Bob Scarff says that agents should not class themselves as “traditional estate agents” because traditional agency is dead – and that online-only agents are not just dead, but were never really born.

The former head of estate agency at Countrywide said that any firm classing itself as a “traditional estate agent” is in trouble.

He said: “You don’t have a website, you only have one desktop PC. You do all of your advertising in magazines and local newspapers and your filing cabinets are bulging with faxes and flimsy copies of letters sent out by post.

“Your waste bin is full of pull-off slips from your colour photos and you only know your market share by driving up every street in your patch, counting the boards!

“But that’s not how your business looks, is it? No agent around today has survived without a website – in fact, every agent in the country over the last 15 years has been ‘online’.

“It’s as basic a requirement as a phone and a camera if you want to keep going in business. You’re an agent that embraces technology and places it at the heart of everything you do.”

He goes on: “So, if traditional is dead, what of online-only?

“It’s at least ten years since I first spotted someone touting themselves as an ‘online-only’ agent. None of that breed survived.

“The latest crop of ‘no frills’ entrants to the market has moved along the spectrum towards full-service agency by employing a number of local experts and extolling the importance of local knowledge and personal contact.

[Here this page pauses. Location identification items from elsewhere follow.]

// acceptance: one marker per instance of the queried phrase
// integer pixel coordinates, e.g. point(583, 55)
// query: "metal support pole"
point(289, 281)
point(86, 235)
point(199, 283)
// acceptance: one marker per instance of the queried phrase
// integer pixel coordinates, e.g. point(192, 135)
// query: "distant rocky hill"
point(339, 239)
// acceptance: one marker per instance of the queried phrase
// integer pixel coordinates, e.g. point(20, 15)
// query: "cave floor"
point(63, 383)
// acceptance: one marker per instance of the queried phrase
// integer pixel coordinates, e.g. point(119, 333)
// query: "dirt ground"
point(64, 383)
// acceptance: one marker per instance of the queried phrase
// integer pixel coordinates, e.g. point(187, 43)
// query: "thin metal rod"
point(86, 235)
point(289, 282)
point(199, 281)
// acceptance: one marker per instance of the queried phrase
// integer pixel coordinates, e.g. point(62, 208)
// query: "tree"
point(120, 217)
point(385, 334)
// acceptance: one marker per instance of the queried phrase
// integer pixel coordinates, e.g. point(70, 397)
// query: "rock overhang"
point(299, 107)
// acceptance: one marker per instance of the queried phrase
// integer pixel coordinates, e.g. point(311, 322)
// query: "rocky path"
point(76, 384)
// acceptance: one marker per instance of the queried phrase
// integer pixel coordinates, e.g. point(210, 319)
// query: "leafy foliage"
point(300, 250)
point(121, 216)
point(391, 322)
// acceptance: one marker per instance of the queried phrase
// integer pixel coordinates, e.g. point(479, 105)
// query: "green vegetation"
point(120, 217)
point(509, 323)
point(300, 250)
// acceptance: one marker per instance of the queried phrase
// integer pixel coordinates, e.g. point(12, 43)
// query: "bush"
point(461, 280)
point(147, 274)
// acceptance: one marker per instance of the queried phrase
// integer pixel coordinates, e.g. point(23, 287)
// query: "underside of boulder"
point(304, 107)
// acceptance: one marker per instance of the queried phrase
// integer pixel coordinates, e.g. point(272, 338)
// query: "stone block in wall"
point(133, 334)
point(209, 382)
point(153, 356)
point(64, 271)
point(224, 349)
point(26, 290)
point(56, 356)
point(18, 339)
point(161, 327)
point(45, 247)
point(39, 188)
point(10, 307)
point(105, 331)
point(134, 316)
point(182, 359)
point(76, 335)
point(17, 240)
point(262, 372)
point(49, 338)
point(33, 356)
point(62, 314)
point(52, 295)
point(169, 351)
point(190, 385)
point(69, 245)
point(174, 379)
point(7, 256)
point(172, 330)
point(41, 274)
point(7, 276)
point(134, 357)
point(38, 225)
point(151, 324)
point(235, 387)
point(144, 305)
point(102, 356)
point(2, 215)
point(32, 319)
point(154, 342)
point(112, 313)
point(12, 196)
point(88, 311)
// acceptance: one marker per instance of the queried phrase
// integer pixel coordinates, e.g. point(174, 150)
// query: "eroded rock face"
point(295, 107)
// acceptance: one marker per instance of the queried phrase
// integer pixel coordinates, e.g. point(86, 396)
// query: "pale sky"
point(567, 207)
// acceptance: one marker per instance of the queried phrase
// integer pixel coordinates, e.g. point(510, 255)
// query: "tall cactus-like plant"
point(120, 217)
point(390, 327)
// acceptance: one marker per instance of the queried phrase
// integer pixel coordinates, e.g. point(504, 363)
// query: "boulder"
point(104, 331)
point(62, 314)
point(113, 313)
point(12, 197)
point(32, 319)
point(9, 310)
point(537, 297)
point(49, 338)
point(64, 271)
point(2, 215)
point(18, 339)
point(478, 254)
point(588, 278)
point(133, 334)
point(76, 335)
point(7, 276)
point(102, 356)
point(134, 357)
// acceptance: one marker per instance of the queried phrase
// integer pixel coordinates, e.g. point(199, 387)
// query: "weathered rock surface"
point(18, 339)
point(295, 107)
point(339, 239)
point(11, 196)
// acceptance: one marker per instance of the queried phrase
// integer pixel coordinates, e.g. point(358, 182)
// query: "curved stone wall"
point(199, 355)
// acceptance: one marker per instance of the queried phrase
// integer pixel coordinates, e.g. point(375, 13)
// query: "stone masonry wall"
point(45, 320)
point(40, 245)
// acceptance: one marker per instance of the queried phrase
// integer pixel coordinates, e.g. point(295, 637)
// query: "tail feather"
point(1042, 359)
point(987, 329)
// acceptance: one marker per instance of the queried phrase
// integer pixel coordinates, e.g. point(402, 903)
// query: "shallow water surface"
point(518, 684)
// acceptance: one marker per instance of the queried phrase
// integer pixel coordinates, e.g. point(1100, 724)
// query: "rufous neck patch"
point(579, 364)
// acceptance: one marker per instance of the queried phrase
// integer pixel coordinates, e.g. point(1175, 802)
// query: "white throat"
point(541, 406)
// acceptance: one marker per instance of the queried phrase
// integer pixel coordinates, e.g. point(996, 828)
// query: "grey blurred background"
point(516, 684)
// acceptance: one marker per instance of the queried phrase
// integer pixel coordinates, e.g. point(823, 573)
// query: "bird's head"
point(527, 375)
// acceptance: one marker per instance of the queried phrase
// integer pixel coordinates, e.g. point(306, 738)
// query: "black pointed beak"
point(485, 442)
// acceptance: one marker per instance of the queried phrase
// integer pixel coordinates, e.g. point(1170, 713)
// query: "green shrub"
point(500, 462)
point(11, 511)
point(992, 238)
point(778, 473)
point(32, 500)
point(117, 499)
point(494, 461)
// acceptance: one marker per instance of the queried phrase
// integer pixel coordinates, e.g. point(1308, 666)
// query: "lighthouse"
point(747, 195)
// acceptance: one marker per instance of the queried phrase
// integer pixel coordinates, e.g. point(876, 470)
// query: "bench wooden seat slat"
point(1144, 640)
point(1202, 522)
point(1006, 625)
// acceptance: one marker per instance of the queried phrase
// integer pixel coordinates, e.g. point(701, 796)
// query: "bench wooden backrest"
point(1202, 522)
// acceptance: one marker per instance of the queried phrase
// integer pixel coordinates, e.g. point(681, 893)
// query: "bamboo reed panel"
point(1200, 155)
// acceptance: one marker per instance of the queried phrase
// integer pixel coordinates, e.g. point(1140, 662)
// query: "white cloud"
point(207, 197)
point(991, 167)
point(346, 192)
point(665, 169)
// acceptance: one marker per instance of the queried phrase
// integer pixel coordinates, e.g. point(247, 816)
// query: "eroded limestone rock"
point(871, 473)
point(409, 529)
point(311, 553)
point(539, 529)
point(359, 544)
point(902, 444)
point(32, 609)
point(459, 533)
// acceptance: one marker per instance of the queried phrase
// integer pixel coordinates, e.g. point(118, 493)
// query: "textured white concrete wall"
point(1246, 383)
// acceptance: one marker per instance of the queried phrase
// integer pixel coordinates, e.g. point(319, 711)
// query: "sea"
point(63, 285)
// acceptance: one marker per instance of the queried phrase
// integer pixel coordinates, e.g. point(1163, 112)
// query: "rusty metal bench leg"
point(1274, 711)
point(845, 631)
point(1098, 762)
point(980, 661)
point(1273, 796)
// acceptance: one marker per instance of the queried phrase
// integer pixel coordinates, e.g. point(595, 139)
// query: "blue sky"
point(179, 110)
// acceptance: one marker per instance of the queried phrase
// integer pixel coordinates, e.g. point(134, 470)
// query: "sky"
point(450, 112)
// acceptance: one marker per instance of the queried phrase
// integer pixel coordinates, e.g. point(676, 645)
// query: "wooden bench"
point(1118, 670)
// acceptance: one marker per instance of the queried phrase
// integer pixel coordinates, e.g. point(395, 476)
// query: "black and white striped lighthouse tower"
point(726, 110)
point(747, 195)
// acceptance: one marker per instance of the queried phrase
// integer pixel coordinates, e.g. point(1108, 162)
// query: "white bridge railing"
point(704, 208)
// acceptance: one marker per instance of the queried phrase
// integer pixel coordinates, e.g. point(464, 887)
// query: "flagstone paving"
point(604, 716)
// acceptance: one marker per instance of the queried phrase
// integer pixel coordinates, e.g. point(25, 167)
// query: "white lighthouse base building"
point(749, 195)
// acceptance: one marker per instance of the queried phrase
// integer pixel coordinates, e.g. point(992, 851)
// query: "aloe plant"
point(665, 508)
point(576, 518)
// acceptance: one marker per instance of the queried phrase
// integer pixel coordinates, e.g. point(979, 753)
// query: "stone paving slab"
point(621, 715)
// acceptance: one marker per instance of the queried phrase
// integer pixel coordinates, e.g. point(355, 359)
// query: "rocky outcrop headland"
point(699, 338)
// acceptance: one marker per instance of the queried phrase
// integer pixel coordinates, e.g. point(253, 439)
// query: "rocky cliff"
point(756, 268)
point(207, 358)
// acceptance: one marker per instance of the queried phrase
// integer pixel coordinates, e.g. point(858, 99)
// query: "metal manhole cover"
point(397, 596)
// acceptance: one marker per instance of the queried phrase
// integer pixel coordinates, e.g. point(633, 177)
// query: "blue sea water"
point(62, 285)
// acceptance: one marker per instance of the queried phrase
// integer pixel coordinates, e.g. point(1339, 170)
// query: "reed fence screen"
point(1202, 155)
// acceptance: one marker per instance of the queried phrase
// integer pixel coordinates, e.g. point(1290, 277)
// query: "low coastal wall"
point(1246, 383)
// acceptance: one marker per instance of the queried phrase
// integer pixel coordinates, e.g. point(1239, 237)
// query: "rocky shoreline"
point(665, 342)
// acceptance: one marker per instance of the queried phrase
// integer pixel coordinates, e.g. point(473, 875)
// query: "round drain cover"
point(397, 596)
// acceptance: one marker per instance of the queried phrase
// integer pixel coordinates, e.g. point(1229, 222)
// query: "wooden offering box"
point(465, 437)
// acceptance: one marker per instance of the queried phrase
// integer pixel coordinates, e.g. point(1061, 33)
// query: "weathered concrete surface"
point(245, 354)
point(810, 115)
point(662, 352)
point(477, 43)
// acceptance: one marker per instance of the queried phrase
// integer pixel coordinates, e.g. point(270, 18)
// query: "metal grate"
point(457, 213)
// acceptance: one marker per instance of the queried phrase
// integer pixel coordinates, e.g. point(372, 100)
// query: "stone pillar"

“They accept that ’online-only’ is also dead – in fact it was never really born.

Scarff said he no longer thinks in terms of “traditional” and “online” agents but “self service” and “full service”.

He said: “The market of the next ten years will be defined by service levels, judged by the customer.

“That’s why you have to take the time now to decide where you want your agency to be on the scale – more towards ‘self-service’ or ‘full-service’, or can you back yourself to offer both?”

Scarff was writing in a newly launched newsletter, designed to share ideas and promote his new business ventures, including a service, Callwell, which is unveiled next month. It is designed to deploy technology to maximise leads. Just 24 agents across the country will be using it in the first phase.